> How is Palantir a loophole?
The big legal loophole is that the government needs a particularized warrant (per the 4th Amendment) to ask for any user data, but if the government buys commercial data, well, there's no warrant needed.
I would also submit that it's possible that sending everything through a giant computer-magic-bullshit-mixer allows you to discriminate on the basis of race while claiming plausible deniability, but SCOTUS has already constructively repealed the 14th Amendment between blessing Kavanaugh stops and the Roberts Court steadily repealing the Voting Rights Act, Bivens claims, etc.

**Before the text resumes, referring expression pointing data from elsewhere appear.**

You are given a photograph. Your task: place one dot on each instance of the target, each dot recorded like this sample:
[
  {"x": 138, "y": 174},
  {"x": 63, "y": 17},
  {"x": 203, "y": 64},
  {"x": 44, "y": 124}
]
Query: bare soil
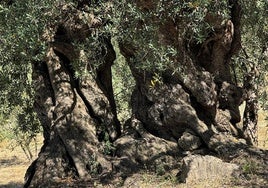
[{"x": 14, "y": 163}]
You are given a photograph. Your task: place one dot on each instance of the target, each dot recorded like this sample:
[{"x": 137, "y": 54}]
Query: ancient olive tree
[{"x": 180, "y": 54}]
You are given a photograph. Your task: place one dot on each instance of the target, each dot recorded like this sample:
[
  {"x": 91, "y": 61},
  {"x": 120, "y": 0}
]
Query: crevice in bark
[
  {"x": 76, "y": 85},
  {"x": 69, "y": 158}
]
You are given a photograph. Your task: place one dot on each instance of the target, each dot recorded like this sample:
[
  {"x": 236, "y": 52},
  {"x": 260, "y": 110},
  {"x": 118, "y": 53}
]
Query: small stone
[{"x": 189, "y": 142}]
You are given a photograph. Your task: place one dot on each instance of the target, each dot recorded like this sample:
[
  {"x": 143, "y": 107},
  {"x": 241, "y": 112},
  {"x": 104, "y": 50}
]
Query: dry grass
[
  {"x": 13, "y": 165},
  {"x": 263, "y": 130}
]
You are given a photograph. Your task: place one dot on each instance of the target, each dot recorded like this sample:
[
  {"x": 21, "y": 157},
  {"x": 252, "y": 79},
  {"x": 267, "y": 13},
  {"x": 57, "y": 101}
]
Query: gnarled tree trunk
[
  {"x": 76, "y": 114},
  {"x": 201, "y": 97}
]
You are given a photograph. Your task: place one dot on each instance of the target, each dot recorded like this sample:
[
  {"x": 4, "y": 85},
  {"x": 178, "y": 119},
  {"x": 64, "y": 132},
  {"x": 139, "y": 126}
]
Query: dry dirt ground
[{"x": 14, "y": 163}]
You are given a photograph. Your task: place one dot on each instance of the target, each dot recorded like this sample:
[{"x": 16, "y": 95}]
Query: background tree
[{"x": 58, "y": 56}]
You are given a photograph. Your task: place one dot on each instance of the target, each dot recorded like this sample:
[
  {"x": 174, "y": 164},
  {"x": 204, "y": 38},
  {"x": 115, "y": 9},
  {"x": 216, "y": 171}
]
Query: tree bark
[
  {"x": 76, "y": 114},
  {"x": 201, "y": 96}
]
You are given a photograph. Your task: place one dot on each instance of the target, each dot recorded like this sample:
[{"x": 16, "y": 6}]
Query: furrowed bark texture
[
  {"x": 75, "y": 113},
  {"x": 201, "y": 96}
]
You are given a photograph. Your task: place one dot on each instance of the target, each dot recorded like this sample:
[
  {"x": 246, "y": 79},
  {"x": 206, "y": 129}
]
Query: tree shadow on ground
[{"x": 12, "y": 185}]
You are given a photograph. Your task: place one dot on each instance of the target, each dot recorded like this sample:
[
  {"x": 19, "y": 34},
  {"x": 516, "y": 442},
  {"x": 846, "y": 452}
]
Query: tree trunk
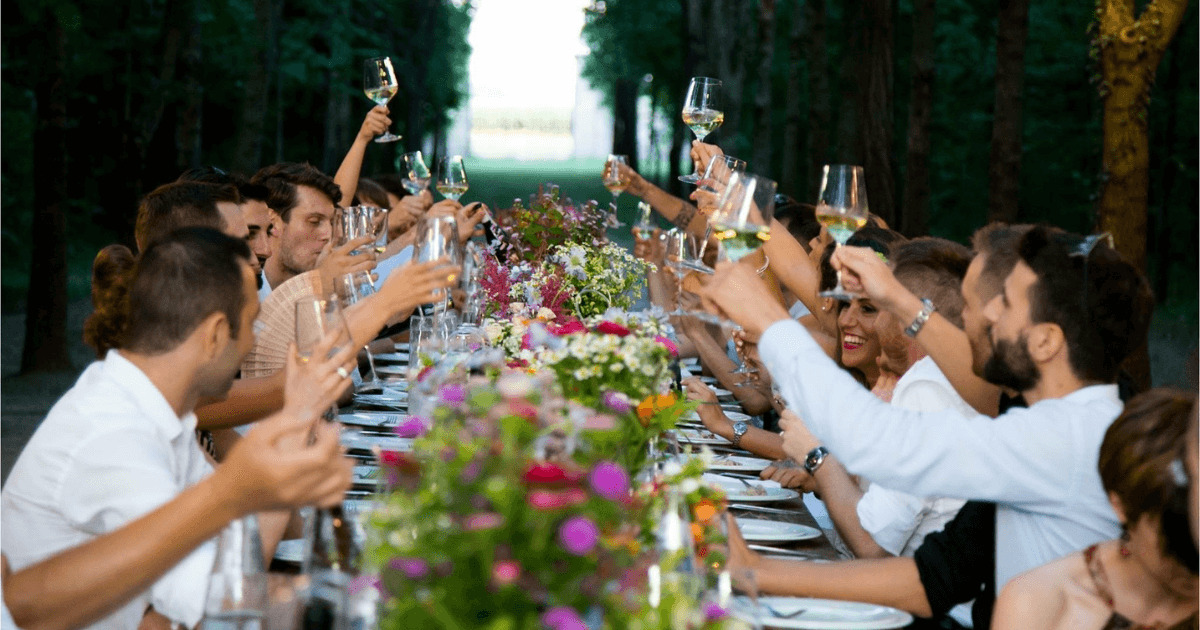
[
  {"x": 624, "y": 120},
  {"x": 820, "y": 108},
  {"x": 46, "y": 307},
  {"x": 875, "y": 107},
  {"x": 1129, "y": 48},
  {"x": 1005, "y": 171},
  {"x": 792, "y": 178},
  {"x": 921, "y": 109},
  {"x": 763, "y": 138}
]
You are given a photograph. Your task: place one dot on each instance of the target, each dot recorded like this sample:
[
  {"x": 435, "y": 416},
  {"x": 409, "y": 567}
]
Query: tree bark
[
  {"x": 46, "y": 307},
  {"x": 921, "y": 109},
  {"x": 763, "y": 138},
  {"x": 1005, "y": 172},
  {"x": 875, "y": 124}
]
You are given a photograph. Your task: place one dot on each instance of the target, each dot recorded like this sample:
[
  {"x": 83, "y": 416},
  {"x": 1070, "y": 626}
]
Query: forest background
[{"x": 961, "y": 112}]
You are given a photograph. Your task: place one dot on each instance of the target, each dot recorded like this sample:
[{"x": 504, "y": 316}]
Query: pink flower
[
  {"x": 579, "y": 535},
  {"x": 610, "y": 481},
  {"x": 612, "y": 328},
  {"x": 504, "y": 573}
]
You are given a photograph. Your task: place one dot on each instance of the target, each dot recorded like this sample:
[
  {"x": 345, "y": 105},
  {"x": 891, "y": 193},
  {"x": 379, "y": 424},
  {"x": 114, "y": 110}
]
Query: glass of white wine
[
  {"x": 414, "y": 172},
  {"x": 451, "y": 178},
  {"x": 616, "y": 181},
  {"x": 742, "y": 220},
  {"x": 841, "y": 209},
  {"x": 702, "y": 112},
  {"x": 379, "y": 84}
]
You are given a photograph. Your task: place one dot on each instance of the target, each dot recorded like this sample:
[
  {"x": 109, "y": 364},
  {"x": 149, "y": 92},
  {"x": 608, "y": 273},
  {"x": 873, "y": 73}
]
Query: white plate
[
  {"x": 383, "y": 419},
  {"x": 737, "y": 463},
  {"x": 823, "y": 613},
  {"x": 757, "y": 531},
  {"x": 289, "y": 551}
]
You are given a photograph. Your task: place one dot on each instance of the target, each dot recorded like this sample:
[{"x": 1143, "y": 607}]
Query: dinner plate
[
  {"x": 291, "y": 551},
  {"x": 381, "y": 419},
  {"x": 821, "y": 613},
  {"x": 759, "y": 531},
  {"x": 738, "y": 463}
]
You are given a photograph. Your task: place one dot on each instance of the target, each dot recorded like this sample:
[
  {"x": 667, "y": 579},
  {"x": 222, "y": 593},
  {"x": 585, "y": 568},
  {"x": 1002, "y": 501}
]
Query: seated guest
[
  {"x": 1071, "y": 311},
  {"x": 119, "y": 443},
  {"x": 263, "y": 472},
  {"x": 1147, "y": 579}
]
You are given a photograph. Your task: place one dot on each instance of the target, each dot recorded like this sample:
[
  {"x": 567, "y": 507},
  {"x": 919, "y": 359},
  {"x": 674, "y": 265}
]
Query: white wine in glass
[
  {"x": 702, "y": 112},
  {"x": 841, "y": 208},
  {"x": 451, "y": 178},
  {"x": 381, "y": 85}
]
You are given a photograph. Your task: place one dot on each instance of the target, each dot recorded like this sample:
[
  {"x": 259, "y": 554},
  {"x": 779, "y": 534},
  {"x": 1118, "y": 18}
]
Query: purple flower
[
  {"x": 413, "y": 568},
  {"x": 563, "y": 618},
  {"x": 610, "y": 481},
  {"x": 617, "y": 402},
  {"x": 579, "y": 535}
]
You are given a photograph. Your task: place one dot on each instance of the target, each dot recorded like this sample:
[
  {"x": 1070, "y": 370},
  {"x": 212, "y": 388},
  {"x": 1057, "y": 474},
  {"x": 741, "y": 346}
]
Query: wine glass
[
  {"x": 417, "y": 174},
  {"x": 616, "y": 183},
  {"x": 451, "y": 178},
  {"x": 742, "y": 220},
  {"x": 379, "y": 84},
  {"x": 841, "y": 209},
  {"x": 702, "y": 112}
]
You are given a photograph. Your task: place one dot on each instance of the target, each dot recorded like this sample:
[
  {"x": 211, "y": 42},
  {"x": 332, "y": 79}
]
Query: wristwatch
[
  {"x": 739, "y": 429},
  {"x": 815, "y": 459}
]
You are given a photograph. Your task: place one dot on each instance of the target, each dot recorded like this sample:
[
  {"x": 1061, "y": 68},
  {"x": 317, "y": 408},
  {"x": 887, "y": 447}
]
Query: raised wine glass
[
  {"x": 616, "y": 183},
  {"x": 451, "y": 178},
  {"x": 379, "y": 84},
  {"x": 702, "y": 112},
  {"x": 841, "y": 209},
  {"x": 417, "y": 175}
]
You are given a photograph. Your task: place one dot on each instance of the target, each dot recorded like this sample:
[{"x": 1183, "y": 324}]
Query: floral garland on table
[{"x": 504, "y": 516}]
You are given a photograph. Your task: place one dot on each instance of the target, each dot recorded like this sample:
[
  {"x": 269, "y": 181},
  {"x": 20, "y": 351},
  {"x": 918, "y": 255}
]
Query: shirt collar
[{"x": 147, "y": 396}]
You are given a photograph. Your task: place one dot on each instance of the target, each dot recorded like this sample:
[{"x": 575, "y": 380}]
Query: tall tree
[
  {"x": 921, "y": 111},
  {"x": 1005, "y": 171}
]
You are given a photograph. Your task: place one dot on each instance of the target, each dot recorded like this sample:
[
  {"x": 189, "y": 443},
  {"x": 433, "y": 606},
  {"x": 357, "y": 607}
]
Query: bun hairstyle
[{"x": 111, "y": 273}]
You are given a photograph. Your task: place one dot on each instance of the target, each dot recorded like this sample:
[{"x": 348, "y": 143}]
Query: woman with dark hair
[{"x": 1147, "y": 579}]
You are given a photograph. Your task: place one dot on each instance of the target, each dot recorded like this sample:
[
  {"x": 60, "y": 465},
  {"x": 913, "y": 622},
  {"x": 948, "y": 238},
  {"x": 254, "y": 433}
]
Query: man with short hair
[{"x": 120, "y": 442}]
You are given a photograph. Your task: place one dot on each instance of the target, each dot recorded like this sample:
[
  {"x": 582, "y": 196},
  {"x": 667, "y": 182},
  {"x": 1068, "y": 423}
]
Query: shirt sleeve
[{"x": 930, "y": 454}]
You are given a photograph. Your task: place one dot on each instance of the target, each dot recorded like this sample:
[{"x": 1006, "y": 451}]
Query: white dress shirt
[
  {"x": 1038, "y": 465},
  {"x": 111, "y": 450}
]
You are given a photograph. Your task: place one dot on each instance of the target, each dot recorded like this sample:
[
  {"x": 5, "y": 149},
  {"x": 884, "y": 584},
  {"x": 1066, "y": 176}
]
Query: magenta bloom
[
  {"x": 610, "y": 481},
  {"x": 579, "y": 535},
  {"x": 413, "y": 568},
  {"x": 616, "y": 401},
  {"x": 563, "y": 618}
]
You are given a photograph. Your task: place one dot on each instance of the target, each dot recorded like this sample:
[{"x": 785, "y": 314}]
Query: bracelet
[{"x": 927, "y": 310}]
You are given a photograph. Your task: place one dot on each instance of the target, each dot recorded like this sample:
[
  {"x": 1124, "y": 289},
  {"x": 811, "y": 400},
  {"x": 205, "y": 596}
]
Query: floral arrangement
[{"x": 507, "y": 516}]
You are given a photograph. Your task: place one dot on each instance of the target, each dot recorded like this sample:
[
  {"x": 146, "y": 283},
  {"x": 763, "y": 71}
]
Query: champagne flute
[
  {"x": 379, "y": 84},
  {"x": 451, "y": 178},
  {"x": 417, "y": 174},
  {"x": 841, "y": 209},
  {"x": 702, "y": 112},
  {"x": 616, "y": 183}
]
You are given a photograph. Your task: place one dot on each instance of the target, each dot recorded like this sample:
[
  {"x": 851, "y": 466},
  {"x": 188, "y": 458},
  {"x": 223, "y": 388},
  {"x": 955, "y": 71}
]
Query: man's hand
[
  {"x": 376, "y": 123},
  {"x": 739, "y": 294}
]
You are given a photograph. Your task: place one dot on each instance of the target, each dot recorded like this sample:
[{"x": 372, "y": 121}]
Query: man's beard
[{"x": 1011, "y": 365}]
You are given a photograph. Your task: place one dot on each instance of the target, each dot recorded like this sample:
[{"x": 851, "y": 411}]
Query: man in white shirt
[
  {"x": 120, "y": 442},
  {"x": 1068, "y": 313}
]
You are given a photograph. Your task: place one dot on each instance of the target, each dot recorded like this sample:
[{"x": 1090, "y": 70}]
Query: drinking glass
[
  {"x": 616, "y": 183},
  {"x": 841, "y": 209},
  {"x": 742, "y": 220},
  {"x": 451, "y": 178},
  {"x": 415, "y": 174},
  {"x": 379, "y": 84},
  {"x": 702, "y": 112}
]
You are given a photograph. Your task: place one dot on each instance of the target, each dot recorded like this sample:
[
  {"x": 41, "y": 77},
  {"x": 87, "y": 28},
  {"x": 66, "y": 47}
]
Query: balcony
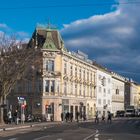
[{"x": 117, "y": 98}]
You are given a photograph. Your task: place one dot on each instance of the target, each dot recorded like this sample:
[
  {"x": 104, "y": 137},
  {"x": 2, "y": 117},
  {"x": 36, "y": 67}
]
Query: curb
[{"x": 26, "y": 126}]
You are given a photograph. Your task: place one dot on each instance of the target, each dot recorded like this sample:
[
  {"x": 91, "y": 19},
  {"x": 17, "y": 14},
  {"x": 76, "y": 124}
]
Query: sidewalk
[{"x": 13, "y": 126}]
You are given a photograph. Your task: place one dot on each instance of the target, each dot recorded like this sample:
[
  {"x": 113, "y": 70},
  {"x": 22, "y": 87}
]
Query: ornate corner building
[{"x": 66, "y": 83}]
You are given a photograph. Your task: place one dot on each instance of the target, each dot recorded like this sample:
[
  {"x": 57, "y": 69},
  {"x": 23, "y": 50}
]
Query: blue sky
[{"x": 108, "y": 33}]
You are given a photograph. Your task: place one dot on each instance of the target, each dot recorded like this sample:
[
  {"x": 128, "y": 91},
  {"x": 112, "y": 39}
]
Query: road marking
[
  {"x": 96, "y": 135},
  {"x": 41, "y": 137},
  {"x": 88, "y": 137}
]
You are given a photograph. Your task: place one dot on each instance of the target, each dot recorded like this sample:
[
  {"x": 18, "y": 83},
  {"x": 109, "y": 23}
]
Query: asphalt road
[{"x": 120, "y": 129}]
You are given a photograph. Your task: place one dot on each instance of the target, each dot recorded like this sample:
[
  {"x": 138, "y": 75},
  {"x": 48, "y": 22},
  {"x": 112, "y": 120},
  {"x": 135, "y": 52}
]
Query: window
[
  {"x": 75, "y": 71},
  {"x": 71, "y": 70},
  {"x": 65, "y": 68},
  {"x": 87, "y": 75},
  {"x": 99, "y": 101},
  {"x": 108, "y": 91},
  {"x": 80, "y": 73},
  {"x": 103, "y": 81},
  {"x": 65, "y": 88},
  {"x": 71, "y": 88},
  {"x": 117, "y": 91},
  {"x": 99, "y": 77},
  {"x": 104, "y": 101},
  {"x": 108, "y": 102},
  {"x": 52, "y": 86},
  {"x": 84, "y": 75},
  {"x": 84, "y": 91},
  {"x": 91, "y": 77},
  {"x": 50, "y": 65},
  {"x": 100, "y": 89},
  {"x": 90, "y": 91},
  {"x": 47, "y": 86},
  {"x": 80, "y": 90},
  {"x": 109, "y": 80},
  {"x": 75, "y": 89}
]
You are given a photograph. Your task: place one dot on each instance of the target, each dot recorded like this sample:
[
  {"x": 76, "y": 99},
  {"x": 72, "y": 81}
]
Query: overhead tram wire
[{"x": 71, "y": 5}]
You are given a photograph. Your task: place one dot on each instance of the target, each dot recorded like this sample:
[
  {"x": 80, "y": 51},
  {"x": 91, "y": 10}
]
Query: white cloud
[
  {"x": 4, "y": 26},
  {"x": 111, "y": 38}
]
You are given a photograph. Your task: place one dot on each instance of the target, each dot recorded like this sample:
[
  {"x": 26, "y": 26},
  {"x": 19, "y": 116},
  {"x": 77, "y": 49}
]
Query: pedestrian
[
  {"x": 22, "y": 118},
  {"x": 96, "y": 117},
  {"x": 71, "y": 116},
  {"x": 62, "y": 116},
  {"x": 9, "y": 116},
  {"x": 103, "y": 118},
  {"x": 84, "y": 116},
  {"x": 16, "y": 117},
  {"x": 109, "y": 117},
  {"x": 77, "y": 116}
]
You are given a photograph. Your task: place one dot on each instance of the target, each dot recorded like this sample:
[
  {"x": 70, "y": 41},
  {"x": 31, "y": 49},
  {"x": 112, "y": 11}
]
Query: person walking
[
  {"x": 9, "y": 116},
  {"x": 62, "y": 116},
  {"x": 103, "y": 118},
  {"x": 71, "y": 116},
  {"x": 16, "y": 117},
  {"x": 109, "y": 117},
  {"x": 77, "y": 116},
  {"x": 96, "y": 117}
]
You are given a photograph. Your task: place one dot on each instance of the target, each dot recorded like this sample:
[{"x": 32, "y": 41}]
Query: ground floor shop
[{"x": 57, "y": 108}]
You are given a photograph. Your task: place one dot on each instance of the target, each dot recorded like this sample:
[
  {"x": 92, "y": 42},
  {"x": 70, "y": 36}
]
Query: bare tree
[{"x": 15, "y": 59}]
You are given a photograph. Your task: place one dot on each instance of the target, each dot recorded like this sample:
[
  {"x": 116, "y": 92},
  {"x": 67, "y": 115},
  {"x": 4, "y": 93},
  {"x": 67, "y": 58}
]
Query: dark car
[{"x": 120, "y": 113}]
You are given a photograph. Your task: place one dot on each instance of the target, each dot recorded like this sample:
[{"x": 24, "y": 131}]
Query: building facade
[
  {"x": 66, "y": 83},
  {"x": 118, "y": 90},
  {"x": 131, "y": 94},
  {"x": 103, "y": 91}
]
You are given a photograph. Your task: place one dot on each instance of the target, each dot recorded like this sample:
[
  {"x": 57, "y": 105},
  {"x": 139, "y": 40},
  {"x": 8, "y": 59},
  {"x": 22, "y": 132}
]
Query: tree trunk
[
  {"x": 1, "y": 111},
  {"x": 1, "y": 116}
]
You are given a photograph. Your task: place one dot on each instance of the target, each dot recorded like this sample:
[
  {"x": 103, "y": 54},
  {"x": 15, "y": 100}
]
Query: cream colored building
[
  {"x": 103, "y": 91},
  {"x": 118, "y": 90},
  {"x": 67, "y": 82},
  {"x": 68, "y": 86},
  {"x": 132, "y": 94}
]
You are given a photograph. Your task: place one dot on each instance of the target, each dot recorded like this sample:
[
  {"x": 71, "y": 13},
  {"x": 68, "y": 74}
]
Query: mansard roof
[{"x": 47, "y": 38}]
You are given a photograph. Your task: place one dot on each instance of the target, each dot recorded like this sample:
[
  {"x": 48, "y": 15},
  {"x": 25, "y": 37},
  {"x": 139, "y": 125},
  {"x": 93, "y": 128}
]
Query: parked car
[
  {"x": 130, "y": 113},
  {"x": 120, "y": 113}
]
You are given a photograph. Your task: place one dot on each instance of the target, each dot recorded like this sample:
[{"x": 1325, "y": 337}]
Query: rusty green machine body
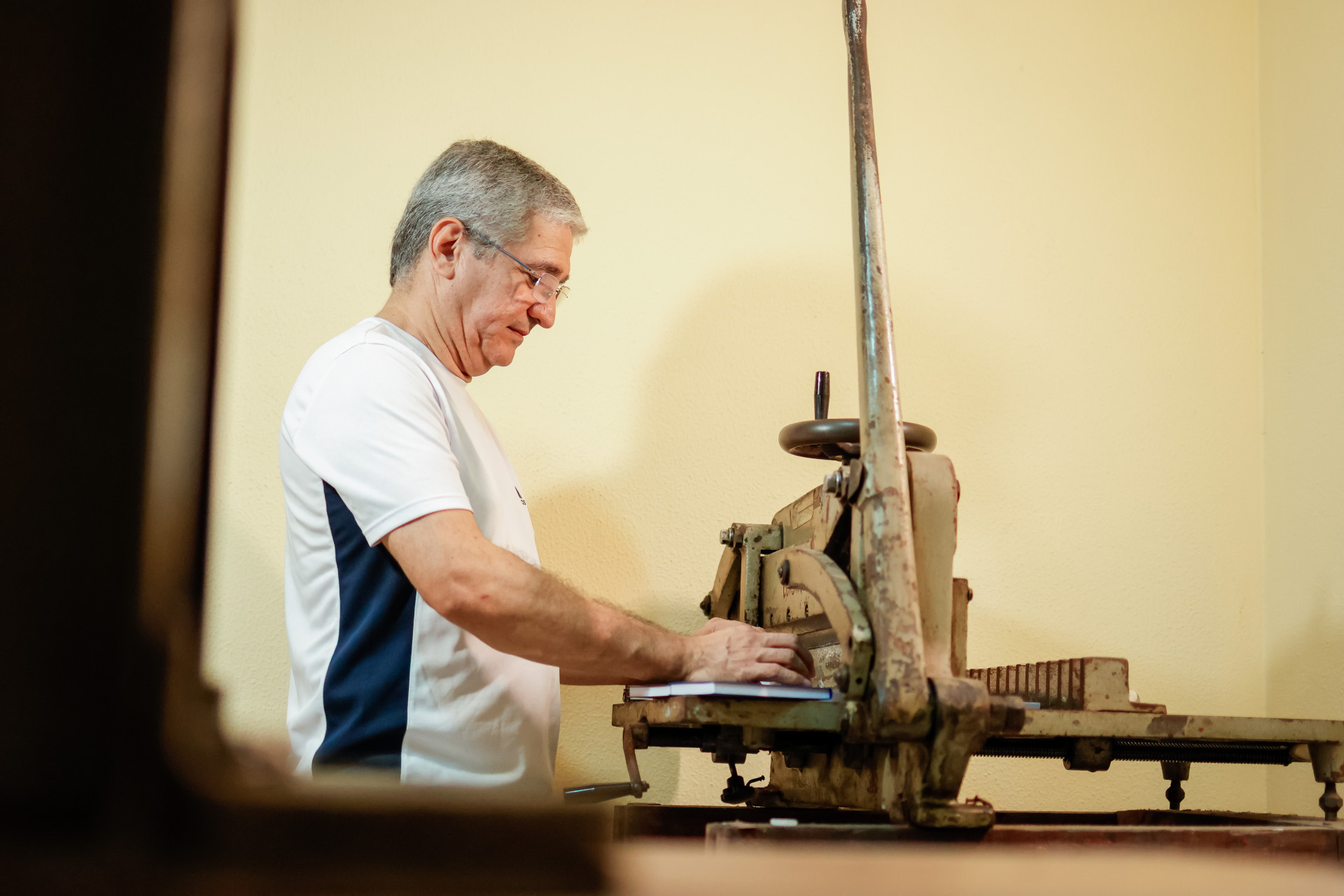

> I would also submit that it's possible that sending everything through a giant computer-magic-bullshit-mixer
See also: Parallel Construction (i.e. evidence tampering) and most of the times a "drug-sniffing" dog is called to "test" something the police already want to search.
> The big legal loophole is that the government needs a particularized warrant (per the 4th Amendment) to ask for any user data, but if the government buys commercial data, well, there's no warrant needed.
Right; but as far as I know Palantir don't sell commercial data. That's my beef with this whole Palantir conspiracy theory. I am far from pro-Palantir but it really feels like they're working as a shield for the pitchforks in this case.
Which has what, exactly, to do with Palantir?
On a somewhat related note, it always bothers me that the discussion is about whether it’s appropriate for the government to buy this sort of data as opposed to whether it is appropriate for anyone to sell, or for that matter collect, that data.
I would prefer if neither the government nor any data brokers or advertisers had this data.